Kepada seluruh pembacaku yang setia menunggu Ugly Royale,

Bab 13-1

            Mimpi buruk terus menerobos waktu tidur Thalia. Hitam di balik kelopak matanya mendekam kian legam. Hitam yang menyesatkan Thalia dalam jurang dalam. Jatuh, jatuh, jatuh, semakin jauh. Padahal sudah dua kali saraf Thalia berguncang akibat pengalaman terjun ini. Namun, bahkan kini, Thalia tak sanggup membasmi ngeri yang mana berdengkung, meremas pacuan jantungnya, berkali-kali.

            Jantungnya berdetak nyeri sementara dadanya seakan menciut. Napasnya terengah-engah takut. Ia menabrak lantai, keras. Tapi badannya tak merasakan sakit apapun. Mungkin takut menguasainya terlampau besar sampai-sampai ia tak menyadari sakit yang meradang. Bangkit dari tempatnya berbaring tidak berdaya, ia menoleh ke kanan dan kiri. Sekelilingnya hanyalah dataran yang dilingkupi hitam.

            Dua malam yang lalu adalah Tristan. Semalam adalah ayahnya. Malam ini—Thalia hanya dapat memohon pada dewa menjauhkan yang terburuk darinya.

            Lalu, sebuah singgasana besi yang berkarat perlahan timbul di tengah-tengah dataran. Sebuah bayangan berdiri mengancam di baliknya. Matanya merah dadu, tangannya mengacungkan bilah pisau pada seseorang yang duduk di atas singgasana. Lehernya tergorok, merah darahnya membuat warna bibirnya terkesan pucat. Kedua mata emasnya mencelak, tidak berkedip, tidak mengindikasikan kehidupan. Rambut hitamnya tersanggul rapi, dan itu, Thalia kira adalah hal yang paling mengerikan.

            Sebelum Thalia menyadari bahwa ia memandangi dirinya sendiri.

            “Thalia!” seru Alec, mengguncang pundaknya. Bulan terang menyinari profil sempurnanya. Cengkeraman pria itu pada pundaknya teramat keras. Thalia tidak bisa memastikan apakah tindakannya ialah niatan jahat atau takut kehilangan. Mungkin yang kedua.

            Kedua lengan Thalia seolah bergerak sendiri, terangkat maju ke kehadiran tubuh Alec yang besar dan kokoh. Memeluk dan mencoba merengkuh keutuhan Alec dengan segala yang ia punya. Segala yang ia kenal. Yang kini segalanya perlahan berpisah dan menjauh, pergi entah ke mana.

            Alec mengangkat bobot tubuhnya dari Thalia, perlahan. Ketika mata abu-abunya menelusuri labirin tragedi di emasnya. “Aku datang karena mendengar jeritanmu tadi.” Jari telunjuknya merapikan helaian hitam rambut Thalia. “Apakah kau sudah merasa tenang?”

            “Aku rindu rumah,” bisik Thalia, “aku tidak bisa tidur di sini.” Rumah. Sudah nyaris seminggu Thalia diperintahkan ayahnya untuk tinggal di kastil pinggir desa sementara. Seusai pemakaman pamannya, Bartholomeu IV menyuruh beberapa pelayan mengemasi barang-barang Thalia. Demi keamanan, katanya, dan Alec juga akan di sana menemanimu.

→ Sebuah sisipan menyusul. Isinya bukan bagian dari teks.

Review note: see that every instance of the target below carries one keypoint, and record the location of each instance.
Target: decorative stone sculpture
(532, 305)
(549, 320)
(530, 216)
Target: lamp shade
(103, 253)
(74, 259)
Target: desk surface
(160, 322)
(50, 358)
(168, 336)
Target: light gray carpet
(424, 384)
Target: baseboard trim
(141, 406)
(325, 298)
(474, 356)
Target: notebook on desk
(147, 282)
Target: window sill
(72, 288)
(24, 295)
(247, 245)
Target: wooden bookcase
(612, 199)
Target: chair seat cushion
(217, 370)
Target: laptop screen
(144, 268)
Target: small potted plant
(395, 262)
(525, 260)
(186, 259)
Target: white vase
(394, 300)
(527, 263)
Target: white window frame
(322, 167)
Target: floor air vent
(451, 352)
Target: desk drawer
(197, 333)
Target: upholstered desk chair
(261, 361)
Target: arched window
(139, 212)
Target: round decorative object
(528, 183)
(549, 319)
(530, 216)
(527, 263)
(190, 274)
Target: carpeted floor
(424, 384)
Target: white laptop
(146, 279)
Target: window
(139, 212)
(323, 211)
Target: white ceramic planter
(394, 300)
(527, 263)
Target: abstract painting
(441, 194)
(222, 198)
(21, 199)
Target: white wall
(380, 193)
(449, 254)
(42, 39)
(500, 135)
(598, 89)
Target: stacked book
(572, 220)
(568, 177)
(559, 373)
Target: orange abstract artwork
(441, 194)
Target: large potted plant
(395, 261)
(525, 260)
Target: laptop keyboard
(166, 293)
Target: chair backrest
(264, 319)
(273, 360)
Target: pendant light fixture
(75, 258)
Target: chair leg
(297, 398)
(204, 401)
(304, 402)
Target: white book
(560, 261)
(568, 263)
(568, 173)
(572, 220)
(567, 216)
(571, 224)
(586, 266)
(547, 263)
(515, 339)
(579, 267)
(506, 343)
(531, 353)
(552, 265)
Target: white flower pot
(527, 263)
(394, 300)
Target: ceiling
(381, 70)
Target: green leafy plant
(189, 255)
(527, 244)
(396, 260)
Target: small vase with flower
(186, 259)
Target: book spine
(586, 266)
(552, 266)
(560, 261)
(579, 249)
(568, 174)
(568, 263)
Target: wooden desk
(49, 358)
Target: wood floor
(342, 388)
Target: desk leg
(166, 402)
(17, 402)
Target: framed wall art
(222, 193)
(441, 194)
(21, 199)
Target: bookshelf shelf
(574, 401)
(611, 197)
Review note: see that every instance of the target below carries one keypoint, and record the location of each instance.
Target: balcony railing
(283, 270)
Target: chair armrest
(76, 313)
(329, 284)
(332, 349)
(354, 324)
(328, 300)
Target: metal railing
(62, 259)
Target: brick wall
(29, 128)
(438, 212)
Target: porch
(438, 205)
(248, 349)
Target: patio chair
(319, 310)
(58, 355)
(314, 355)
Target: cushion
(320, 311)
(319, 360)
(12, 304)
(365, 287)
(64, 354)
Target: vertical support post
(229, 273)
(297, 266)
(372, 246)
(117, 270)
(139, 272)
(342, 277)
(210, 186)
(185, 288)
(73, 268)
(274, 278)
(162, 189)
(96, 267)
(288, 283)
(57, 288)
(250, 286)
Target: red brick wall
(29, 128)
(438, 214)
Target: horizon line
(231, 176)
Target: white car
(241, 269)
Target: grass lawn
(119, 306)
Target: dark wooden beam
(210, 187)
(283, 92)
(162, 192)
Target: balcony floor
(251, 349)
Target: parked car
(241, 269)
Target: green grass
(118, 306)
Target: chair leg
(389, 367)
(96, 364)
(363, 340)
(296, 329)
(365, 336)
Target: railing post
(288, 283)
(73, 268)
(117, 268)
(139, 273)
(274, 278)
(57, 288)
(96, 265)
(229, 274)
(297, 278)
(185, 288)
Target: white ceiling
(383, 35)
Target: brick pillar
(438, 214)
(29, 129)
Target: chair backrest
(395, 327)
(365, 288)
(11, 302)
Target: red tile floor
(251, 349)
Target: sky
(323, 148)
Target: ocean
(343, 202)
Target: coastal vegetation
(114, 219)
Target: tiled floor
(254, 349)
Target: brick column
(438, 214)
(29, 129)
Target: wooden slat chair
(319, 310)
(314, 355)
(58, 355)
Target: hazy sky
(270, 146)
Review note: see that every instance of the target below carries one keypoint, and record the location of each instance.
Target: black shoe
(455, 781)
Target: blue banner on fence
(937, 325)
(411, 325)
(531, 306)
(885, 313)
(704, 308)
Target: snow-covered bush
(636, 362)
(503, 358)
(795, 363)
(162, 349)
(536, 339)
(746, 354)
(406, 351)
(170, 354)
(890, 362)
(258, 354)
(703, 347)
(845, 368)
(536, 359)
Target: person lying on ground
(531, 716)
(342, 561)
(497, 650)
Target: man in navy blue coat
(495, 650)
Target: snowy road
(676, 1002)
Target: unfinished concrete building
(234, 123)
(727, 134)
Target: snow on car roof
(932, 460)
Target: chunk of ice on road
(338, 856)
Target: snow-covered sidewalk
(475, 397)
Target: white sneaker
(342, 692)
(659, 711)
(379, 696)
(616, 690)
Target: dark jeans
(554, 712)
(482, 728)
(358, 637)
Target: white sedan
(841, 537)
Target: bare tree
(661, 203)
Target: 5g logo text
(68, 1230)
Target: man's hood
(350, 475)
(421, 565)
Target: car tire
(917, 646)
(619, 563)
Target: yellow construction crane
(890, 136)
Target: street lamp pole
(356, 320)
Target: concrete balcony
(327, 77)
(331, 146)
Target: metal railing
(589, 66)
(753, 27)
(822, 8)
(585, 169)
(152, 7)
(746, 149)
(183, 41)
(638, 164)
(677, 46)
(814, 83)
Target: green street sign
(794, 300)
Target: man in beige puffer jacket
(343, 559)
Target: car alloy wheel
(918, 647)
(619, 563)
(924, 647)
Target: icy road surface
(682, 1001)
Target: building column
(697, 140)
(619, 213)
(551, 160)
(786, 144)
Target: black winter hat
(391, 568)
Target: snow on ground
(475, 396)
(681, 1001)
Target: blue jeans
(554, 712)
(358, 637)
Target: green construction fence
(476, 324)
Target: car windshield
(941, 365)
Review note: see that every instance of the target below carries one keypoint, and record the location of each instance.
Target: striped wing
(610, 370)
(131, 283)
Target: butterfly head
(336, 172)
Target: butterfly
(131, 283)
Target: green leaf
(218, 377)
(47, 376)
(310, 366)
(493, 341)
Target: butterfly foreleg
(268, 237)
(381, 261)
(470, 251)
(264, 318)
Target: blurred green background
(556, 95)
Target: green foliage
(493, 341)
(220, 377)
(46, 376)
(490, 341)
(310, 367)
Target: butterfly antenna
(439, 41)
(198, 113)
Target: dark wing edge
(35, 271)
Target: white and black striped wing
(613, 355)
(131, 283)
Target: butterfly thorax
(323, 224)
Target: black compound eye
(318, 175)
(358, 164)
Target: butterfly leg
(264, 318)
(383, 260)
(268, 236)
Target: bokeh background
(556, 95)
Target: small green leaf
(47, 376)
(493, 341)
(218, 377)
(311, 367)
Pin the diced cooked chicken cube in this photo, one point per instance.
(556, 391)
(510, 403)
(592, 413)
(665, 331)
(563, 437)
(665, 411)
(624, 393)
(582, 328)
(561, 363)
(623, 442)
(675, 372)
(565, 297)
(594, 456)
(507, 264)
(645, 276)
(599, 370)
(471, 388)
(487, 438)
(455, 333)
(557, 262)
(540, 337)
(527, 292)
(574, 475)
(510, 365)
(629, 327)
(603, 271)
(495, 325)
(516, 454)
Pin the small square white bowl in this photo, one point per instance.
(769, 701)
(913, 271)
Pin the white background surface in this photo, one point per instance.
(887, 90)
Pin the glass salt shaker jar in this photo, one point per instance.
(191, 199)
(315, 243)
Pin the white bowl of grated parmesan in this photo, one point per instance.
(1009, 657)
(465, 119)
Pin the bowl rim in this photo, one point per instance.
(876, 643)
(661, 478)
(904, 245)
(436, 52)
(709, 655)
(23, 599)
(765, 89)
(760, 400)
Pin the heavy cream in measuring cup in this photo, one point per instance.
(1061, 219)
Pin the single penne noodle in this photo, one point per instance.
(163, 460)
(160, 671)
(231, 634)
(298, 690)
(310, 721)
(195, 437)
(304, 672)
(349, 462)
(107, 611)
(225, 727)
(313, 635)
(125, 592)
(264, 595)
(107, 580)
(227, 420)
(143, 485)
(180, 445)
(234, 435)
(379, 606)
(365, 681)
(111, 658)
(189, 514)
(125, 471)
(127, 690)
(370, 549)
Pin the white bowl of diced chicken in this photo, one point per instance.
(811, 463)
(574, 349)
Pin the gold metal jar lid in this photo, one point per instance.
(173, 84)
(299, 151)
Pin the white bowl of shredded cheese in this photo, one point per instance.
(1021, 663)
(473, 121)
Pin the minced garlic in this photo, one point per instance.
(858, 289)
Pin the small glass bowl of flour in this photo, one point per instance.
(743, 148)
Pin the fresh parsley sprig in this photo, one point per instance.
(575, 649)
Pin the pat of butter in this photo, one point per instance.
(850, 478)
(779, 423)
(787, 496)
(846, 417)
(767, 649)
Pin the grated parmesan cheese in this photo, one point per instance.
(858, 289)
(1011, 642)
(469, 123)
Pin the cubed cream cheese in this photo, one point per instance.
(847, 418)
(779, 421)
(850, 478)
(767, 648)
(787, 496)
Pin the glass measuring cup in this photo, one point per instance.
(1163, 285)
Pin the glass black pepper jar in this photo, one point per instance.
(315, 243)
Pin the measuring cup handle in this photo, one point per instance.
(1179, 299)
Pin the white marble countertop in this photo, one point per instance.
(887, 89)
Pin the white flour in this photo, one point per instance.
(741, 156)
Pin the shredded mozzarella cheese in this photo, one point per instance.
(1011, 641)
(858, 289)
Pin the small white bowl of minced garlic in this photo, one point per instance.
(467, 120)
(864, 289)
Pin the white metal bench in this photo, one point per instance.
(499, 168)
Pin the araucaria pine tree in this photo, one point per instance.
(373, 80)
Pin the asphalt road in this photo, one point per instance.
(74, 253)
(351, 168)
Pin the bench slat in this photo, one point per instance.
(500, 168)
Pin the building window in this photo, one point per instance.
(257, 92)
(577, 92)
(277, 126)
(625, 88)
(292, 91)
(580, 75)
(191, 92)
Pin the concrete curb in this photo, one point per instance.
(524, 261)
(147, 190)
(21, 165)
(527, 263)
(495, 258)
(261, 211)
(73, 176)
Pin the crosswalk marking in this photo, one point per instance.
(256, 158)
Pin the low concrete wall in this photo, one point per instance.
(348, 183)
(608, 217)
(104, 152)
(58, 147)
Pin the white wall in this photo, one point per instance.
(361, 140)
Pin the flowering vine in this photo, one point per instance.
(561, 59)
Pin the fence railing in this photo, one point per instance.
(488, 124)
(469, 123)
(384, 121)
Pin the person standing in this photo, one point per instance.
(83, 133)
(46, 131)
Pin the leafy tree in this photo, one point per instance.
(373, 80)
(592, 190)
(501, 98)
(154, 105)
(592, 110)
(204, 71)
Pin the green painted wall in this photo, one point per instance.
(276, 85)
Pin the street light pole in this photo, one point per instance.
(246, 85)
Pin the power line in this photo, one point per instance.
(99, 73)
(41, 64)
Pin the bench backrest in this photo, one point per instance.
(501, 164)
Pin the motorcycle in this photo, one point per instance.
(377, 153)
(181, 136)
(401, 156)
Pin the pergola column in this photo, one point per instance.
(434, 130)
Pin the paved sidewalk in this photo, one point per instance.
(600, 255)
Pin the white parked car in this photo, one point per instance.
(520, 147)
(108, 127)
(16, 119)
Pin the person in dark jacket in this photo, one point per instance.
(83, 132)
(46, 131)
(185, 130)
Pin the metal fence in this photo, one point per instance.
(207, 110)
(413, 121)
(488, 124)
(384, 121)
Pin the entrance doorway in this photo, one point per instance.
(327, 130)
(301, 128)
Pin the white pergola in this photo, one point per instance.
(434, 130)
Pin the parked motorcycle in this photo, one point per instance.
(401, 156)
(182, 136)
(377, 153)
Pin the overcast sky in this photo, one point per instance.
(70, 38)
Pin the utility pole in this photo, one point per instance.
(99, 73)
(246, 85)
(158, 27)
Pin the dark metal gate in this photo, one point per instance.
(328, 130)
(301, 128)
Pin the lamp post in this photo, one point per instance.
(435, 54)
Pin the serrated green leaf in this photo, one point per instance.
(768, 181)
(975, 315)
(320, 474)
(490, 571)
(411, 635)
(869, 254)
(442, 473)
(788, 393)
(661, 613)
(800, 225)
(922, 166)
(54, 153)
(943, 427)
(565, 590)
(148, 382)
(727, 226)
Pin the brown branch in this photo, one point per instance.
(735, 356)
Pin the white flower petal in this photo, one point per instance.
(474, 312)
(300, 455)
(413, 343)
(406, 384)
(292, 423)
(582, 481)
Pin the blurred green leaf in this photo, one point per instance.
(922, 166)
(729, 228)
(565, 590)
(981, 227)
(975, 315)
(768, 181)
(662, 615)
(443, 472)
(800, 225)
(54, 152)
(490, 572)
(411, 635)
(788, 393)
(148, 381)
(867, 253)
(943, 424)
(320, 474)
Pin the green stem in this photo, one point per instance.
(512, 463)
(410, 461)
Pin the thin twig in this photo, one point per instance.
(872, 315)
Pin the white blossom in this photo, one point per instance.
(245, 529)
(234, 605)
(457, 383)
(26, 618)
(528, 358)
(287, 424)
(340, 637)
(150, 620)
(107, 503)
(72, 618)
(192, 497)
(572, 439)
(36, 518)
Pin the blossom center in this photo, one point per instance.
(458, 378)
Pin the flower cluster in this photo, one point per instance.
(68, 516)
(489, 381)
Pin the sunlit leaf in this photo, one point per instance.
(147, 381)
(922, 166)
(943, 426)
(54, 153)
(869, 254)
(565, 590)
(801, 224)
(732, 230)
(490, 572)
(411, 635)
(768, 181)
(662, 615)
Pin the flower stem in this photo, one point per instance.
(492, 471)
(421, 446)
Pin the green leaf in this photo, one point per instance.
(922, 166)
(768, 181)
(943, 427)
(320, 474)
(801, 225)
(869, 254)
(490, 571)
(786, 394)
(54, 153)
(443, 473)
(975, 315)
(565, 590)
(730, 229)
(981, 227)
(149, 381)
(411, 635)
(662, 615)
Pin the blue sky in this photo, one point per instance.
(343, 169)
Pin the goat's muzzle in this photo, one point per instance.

            Wajah Alec tampak lelah tatkala kata ‘rumah’ dilafalkan lidah Thalia. Kilat abu-abu matanya berubah redup. “Aku tahu. Tapi di sini aman bagimu Thalia. Sedang terjadi pergolakkan di ibukota dan beberapa kota lainnya. Ayahmu tidak mau kau terluka atau tertimpa musibah buruk, lagi. Begitu pula aku. Sudah cukup sekali bagiku melihatmu dilecehkan. Kau terlalu berharga untuk disentuh oleh sembarang orang. Terlalu berharga.”

            Aroma tubuh Alec yang meresap ke dalam penciumannya menghalau jajahan rasa takut. Jemari Thalia menari di sepanjang tulang punggungnya. Kemudian, menelusuri rahang kuatnya. Napas yang diembuskan Alec beralih lebih berat. Lebih berat, serta lebih panas. Thalia tahu, hanya butuh satu gerakan dan bibir pria itu akan merampungkan hasrat yang mendadak muncul di permukaan bibir Thalia.

            Satu gerakan—

            Alec beringsut menjauh. Ketika bobot tubuhnya terangkat, Thalia merasa amat kosong. Seolah sebagian dirinya menghilang menyaksikan kaki pria itu menapak karpet. Punggungnya terpampang, Thalia bahkan tak tahu kapan pria itu membalikkan badannya. Namun, yang pasti, Thalia tidak ingin pria itu pergi.